Quanvolutional Neural Networks for Spectrum Peak-Finding

TL;DR

This paper investigates the use of quantum-inspired convolutional neural networks to improve peak detection and quantification in spectral analysis, demonstrating superior performance over classical CNNs on synthetic NMR data.

Contribution

It introduces a simple Quanvolutional Neural Network architecture for spectrum peak-finding, showing its advantages over classical CNNs in accuracy and stability.

Findings

QuanvNNs outperform CNNs with 11% higher F1 score.

QuanvNNs reduce mean absolute error by 30% in peak position estimation.

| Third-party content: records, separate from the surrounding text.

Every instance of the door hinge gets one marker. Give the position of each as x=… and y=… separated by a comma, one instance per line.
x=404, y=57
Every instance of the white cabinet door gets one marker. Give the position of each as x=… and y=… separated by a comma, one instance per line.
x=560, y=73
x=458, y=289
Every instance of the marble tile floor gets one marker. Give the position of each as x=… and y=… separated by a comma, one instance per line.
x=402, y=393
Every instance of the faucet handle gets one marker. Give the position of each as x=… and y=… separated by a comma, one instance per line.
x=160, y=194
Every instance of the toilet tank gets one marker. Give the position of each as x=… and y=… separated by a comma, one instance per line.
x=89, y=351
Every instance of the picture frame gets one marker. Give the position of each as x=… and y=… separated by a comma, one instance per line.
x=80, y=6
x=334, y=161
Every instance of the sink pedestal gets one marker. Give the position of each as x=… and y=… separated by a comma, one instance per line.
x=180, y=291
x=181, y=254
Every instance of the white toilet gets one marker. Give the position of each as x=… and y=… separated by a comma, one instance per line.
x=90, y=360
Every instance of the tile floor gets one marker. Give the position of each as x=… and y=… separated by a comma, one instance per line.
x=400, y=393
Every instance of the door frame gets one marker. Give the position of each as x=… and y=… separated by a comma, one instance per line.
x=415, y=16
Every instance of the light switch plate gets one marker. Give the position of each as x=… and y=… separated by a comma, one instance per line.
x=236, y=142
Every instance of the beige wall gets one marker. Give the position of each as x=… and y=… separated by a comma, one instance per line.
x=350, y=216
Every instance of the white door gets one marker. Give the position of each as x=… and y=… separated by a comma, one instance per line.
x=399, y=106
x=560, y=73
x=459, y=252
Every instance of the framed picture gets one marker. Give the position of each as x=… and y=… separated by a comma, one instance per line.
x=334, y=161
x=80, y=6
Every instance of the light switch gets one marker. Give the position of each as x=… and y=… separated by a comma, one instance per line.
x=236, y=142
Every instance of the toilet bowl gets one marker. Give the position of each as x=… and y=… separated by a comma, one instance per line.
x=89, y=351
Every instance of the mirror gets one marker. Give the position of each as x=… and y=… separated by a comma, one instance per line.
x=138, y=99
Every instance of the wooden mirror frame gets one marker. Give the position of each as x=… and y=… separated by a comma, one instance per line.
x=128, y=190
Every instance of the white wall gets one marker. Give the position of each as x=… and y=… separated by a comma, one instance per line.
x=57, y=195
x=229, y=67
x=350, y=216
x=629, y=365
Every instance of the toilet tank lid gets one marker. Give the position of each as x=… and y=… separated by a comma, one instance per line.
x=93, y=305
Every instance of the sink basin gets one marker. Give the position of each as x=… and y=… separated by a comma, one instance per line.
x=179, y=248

QuanvNNs show better convergence stability on complex spectra.

Abstract

The analysis of spectra, such as Nuclear Magnetic Resonance (NMR) spectra, for the comprehensive characterization of peaks is a challenging task for both experts and machines, especially with complex molecules. This process, also known as deconvolution, involves identifying and quantifying the peaks in the spectrum. Machine learning techniques have shown promising results in automating this process. With the advent of quantum computing, there is potential to further enhance these techniques. In this work, inspired by the success of classical Convolutional Neural Networks (CNNs), we explore the use of Quanvolutional Neural Networks (QuanvNNs) for the multi-task peak finding problem, involving both peak counting and position estimation. We implement a simple and interpretable QuanvNN architecture that can be directly compared to its classical CNN counterpart, and evaluate its performance on a synthetic NMR-inspired dataset. Our results demonstrate that QuanvNNs outperform classical CNNs on challenging spectra, achieving an 11\% improvement in F1 score and a 30\% reduction in mean absolute error for peak position estimation. Additionally, QuanvNNs appear to exhibit better convergence stability for harder problems.